MAESTRO project, funded under EU DG-VII (precursor to DG-MOVE), had the purpose to provide guidelines for how to design pilots/demonstrators in the transport domain. Building on the strengths and weaknesses of the evaluation approach of a wide range of projects in the sector, MAESTRO set out a comprehensive approach so that pilot/demonstrators would be designed from the outset to provide needed information.
The MAESTRO Guidelines provides the core methodology. It pays attention to defining the objectives of a pilot/demonstrator, what is needed to be known, and the extent to which needed information can also be obtained form other sources.
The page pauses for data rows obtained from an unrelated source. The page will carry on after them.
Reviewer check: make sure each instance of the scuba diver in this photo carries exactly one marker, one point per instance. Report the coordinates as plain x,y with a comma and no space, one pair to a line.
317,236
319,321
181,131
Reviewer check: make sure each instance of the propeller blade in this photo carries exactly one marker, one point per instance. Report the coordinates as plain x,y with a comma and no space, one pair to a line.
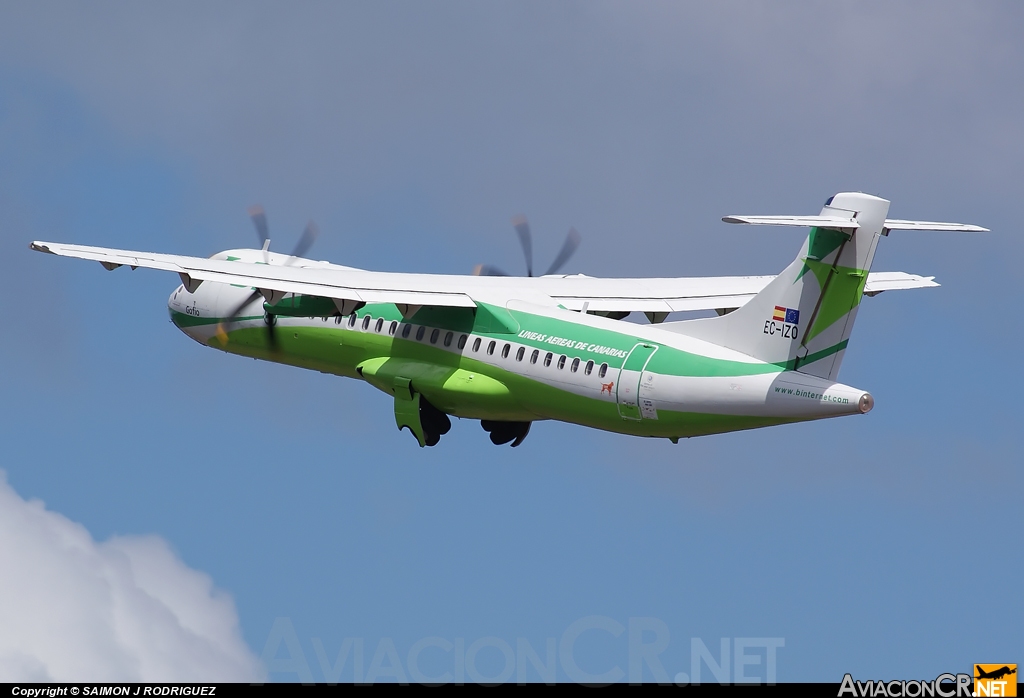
487,270
259,220
522,229
568,248
305,242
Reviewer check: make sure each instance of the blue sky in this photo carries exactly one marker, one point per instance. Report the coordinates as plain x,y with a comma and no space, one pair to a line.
412,133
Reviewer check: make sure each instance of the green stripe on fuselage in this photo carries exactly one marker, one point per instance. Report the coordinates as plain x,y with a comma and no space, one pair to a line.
332,346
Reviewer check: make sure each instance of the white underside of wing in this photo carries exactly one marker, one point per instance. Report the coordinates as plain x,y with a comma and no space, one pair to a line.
574,293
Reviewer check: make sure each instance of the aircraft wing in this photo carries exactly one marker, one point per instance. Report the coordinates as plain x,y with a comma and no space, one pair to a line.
345,284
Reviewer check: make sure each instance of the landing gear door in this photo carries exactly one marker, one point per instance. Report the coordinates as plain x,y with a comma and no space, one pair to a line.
629,392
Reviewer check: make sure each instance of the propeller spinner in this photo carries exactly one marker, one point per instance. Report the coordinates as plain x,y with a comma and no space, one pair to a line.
306,241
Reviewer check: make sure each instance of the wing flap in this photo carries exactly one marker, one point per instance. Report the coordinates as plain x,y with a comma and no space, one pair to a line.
897,224
574,293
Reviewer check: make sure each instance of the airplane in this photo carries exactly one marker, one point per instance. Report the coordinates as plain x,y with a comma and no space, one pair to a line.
513,350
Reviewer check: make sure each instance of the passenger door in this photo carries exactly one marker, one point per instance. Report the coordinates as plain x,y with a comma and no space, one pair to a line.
628,385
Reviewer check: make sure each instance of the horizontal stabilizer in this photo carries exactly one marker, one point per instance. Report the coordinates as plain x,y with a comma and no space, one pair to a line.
803,221
895,224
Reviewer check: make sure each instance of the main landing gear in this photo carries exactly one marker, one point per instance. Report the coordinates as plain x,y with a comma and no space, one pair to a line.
503,432
426,422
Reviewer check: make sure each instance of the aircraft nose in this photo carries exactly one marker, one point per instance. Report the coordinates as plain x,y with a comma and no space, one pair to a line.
174,306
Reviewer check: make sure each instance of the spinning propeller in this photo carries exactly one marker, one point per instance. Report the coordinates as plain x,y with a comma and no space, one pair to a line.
269,319
521,225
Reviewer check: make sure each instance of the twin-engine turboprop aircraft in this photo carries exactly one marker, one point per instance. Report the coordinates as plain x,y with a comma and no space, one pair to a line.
510,351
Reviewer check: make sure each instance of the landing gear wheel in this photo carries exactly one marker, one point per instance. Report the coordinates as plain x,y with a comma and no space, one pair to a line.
435,423
503,432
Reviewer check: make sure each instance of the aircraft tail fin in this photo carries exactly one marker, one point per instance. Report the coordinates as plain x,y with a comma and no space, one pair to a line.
803,318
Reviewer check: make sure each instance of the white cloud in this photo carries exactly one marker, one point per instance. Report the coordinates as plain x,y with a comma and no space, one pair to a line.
125,609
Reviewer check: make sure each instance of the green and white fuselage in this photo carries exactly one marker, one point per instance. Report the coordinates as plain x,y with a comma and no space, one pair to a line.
527,363
510,352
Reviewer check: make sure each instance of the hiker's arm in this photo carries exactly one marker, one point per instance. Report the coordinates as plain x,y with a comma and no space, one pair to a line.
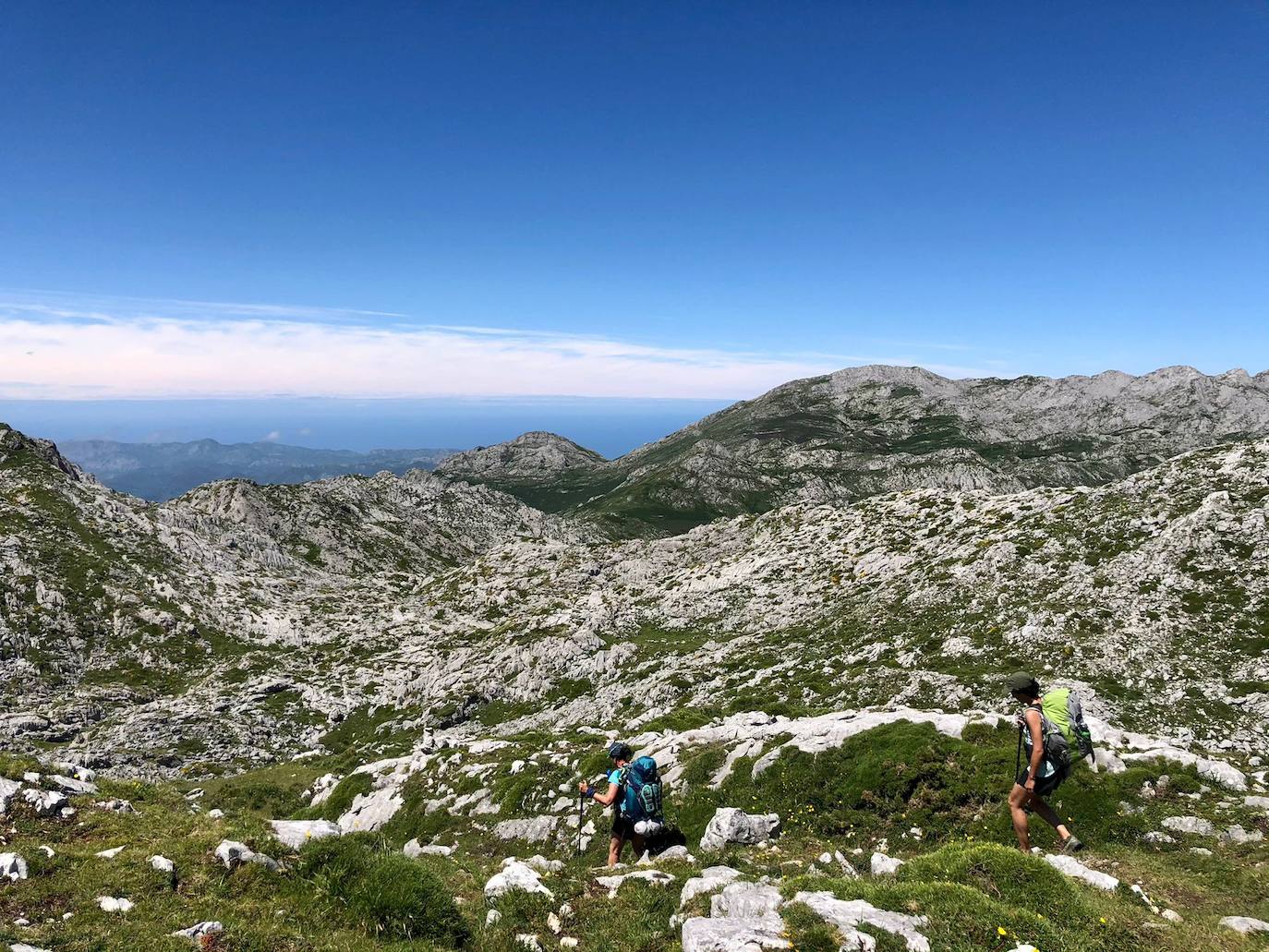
608,796
604,799
1033,725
It provides guidance on site selection, pilot/demonstrator design, to estimating the expected outcomes, to then design the measurement methods appropriatey, to ex-ante (“before”) and “ex-post” (after) evaulation, and to interpretation of and using the results.
This main set of Appendices provides resources to support the guidance given in the main Guidelines document. These are drawn from a wide range of experience and practice in seven transport sub-sectors, being Air, Intermodal, Rail, Road, Strategic, Urban and Waterborne. For each sector, it provides materials (usually in list/table form) for the main stages of the guidelines, covering (i) Transport Policies; (potential strategies and measures to address specific problem types; (iii) Second level objectives (i.e. going deeper than the initial set of goals); (iv) Areas of major policy interest and third level objectives; (v) Stakeholders; (vi) classification of potential project impacts; and (vii) Indicators and how they may be measured.
This appendix contains detailed information about the four types of evaluation tools (Cost Benefit Analysis, Cost Effectiveness Analysis, Multicriteria Analysis and Goal Achievement Methods) proposed in the MAESTRO methodology for use in assessing transport P/D projects.
This appendix considers three aspects as part of the environmental analysis of P/D projects; (i) Identification of all possible environmental impacts derived from the different transport sectors: highway/road, railway, air and waterborne; (ii) Enumeration of the environmental problems that those impacts are contributing to; and, (iii) Description of the effects that those problems might generate. For each transport sector, impacts resulting from infrastructure use are listed separately from impacts due to construction and maintenance. Environmental problems are categorised according to the receptor media of the impacts that generate them. Five receptor media are identified: air, water, land, natural habitat and built or urban habitat. Effects can have a local or non-local (regional or global) nature.
The social and societal impacts of processes of innovation and, by consequence, of pilot and demonstration projects that are part of such processes, are wide and varied. A pragmatic approach is chosen in this appendix by highlighting a limited number of social and societal impacts. In addition to introducing the relevant social and societal impacts, it indicates the relevance of these aspects for the set-up, design and evaluation of pilot and demonstration projects.
This Appendix describes how to value travel time for passenger and freight transport. It identifies users, specifies the required inputs for using the tool; deals with the issue of uncertainty in applying the tool; provides recommendations on use of the tool within various evaluation techniques; identifies the advantages and disadvantages of the tool; and concludes by dealing with a range of other technical issues. An overview of current values as taken from the TRACE-project is also provided.
This appendix provides a checklist for the calculation of direct transport costs. The total direct costs of a transport P/D project must be calculated in order to be included within a cost benefit analysis (CBA) framework. The costs themselves and their use in CBA are usually straightforward, given that their units are naturally financial. However, there is a need to be thorough in estimating all these direct cost changes. This tool provides an audit of these costs.
This Appendix contains brief details of some of the possible methods that could be used to check the statistical significance of the experimental data. The techniques are split according to the nature of the data to be analysed. The data types are defined as “Quantitative” (hard) parameters or “Qualitative” (soft) parameters.